Sugarcube

Sugarcube is a tool that aids journalists, non-profits, academic researchers, and human rights organizations in conducting investigations using online, publicly-available sources. It allows users to make local copies of these sources and automate the data processing. Sugarcube has been instrumental in the preservation workflow of the Syrian Archive, collecting documentation of human rights violations from 12 platforms and over 10,000 sources.

Background

Sugarcube is a modular tool. It is made up of lots of individual tasks, carried out through a small piece of code Sugarcube calls a "Plugin". Plugins can be configured to your needs (e.g. a DuckDuckGo search plugin can be configured to do a search for a specific term or list of terms), which you can string together in an automated sequence - Sugarcube calls this a "Pipeline".

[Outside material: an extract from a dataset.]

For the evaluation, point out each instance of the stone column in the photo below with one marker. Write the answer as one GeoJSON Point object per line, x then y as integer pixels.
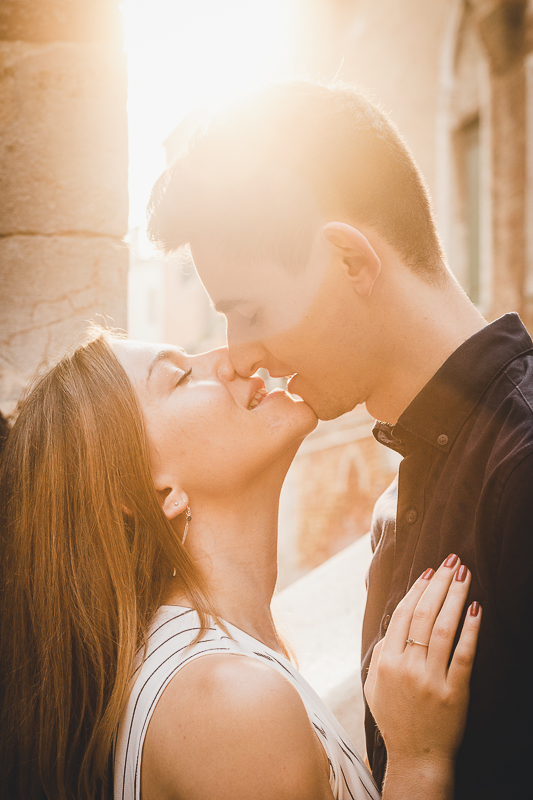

Each task in the Pipeline produces information, or data (e.g. a list of search results or screenshots of tweets), which is then sent to the next Plugin in the Pipeline, and so on. What comes out at each stage depends on how you have set up the pipeline - search results, for example, could be automatically put into a text file, a CSV file, or a Google spreadsheet. This could then be put into a database, or compared against previous results, etc.

[plugin1] -> output -> [plugin2] -> output -> [plugin3] -> output

Once you've configured your Pipeline, it becomes an automated, repeatable workflow. One command sets the whole thing in motion.

Sugarcube was developed in close collaboration with a number of organisations, academics and activist in order to refine the tool and adapt it to the needs of those actively conducting data-based investigations.